Alışıldık gündemin dışında, hayata farklı pencereden bakan, özgün bir haber. Sosyal medyada da çok alaka gördü, paylaşıldı.
Başlığı: Kadife’den Haber Var.
Mardin’de bacakları kırık olarak bulunup tedavi için İstanbul’a getirilen Kadife ve İnci adlı iki eşeğin hikâyesi...
İstanbul Üniversitesi Veterinerlik Fakültesi’nde tedavi edilmişler. Kadife’nin ayağına protez takılmış. Hatta ameliyat hazırlıkları yapılırken dört aylık hamile olduğu ortaya çıkmış. Bu durum ayrı bir sevince yol açmış.

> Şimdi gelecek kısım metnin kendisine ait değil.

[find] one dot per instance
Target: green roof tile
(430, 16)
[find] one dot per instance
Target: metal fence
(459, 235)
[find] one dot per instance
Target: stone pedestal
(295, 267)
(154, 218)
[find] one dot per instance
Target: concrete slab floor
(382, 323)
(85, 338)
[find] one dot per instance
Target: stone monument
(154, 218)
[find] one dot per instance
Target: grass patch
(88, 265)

Buraya kadar her şey çok güzel... Fakat haberin yayımlandığı gün gelen bir bilgi olayın farklı bir boyutunu ortaya koyuyor.

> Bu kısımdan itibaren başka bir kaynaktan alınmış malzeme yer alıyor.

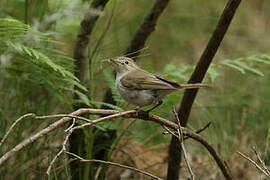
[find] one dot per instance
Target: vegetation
(37, 75)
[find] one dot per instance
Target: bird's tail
(193, 86)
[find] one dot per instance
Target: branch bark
(197, 77)
(113, 114)
(77, 140)
(142, 33)
(83, 36)
(147, 27)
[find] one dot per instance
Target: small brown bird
(142, 88)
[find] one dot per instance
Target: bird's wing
(141, 80)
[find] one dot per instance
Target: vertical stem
(26, 11)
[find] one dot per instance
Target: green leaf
(229, 64)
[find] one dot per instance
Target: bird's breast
(137, 97)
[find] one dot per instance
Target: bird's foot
(158, 104)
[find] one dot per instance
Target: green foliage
(30, 56)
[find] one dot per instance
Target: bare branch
(50, 128)
(14, 124)
(197, 77)
(255, 164)
(115, 164)
(83, 36)
(113, 114)
(181, 141)
(146, 28)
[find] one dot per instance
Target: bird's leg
(158, 104)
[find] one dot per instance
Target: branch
(49, 129)
(112, 114)
(146, 27)
(115, 164)
(264, 171)
(181, 141)
(197, 77)
(206, 58)
(83, 36)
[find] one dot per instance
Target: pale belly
(137, 97)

Kadife kurtarılamamış ve bir gün önce hayata gözlerini yummuş. Yani, haber yayımlandığında çoktan aramızdan ayrılmış.
Gazete idarecilerinin ‘haber tutmak’ gibi kötü bir alışkanlığı vardır. ‘Bugün sayfalar dolu, bu haberi yarın ya da öbür gün yayımlayalım’ derken günler geçer.
Ve haber güncelliğini kaybeder.
İnceleyince gördüm ki muhabirimiz haberi yazı sistemine çok önceden kaydetmiş, hatta bir süre önce gelen yeni bilgiler ışığında güncellemiş.

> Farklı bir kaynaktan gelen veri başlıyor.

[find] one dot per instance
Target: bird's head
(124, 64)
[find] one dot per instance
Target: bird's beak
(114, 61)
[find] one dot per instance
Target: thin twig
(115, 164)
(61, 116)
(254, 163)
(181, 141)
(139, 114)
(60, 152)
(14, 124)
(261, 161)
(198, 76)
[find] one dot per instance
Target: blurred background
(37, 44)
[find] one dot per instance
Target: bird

Daha önce hiçbir yerde yayımlanmayan ve her bakımdan özel olan bu haber yazıldıktan günler sonra gazeteye girebilmiş.
Daha önce de kendisinden görüş alınan kişi öldükten 10 gün sonra yayımlanan haberler görmüştük.
Bu olay da ‘haber tutma’ alışkanlığının sakıncalarına dair bir örnektir.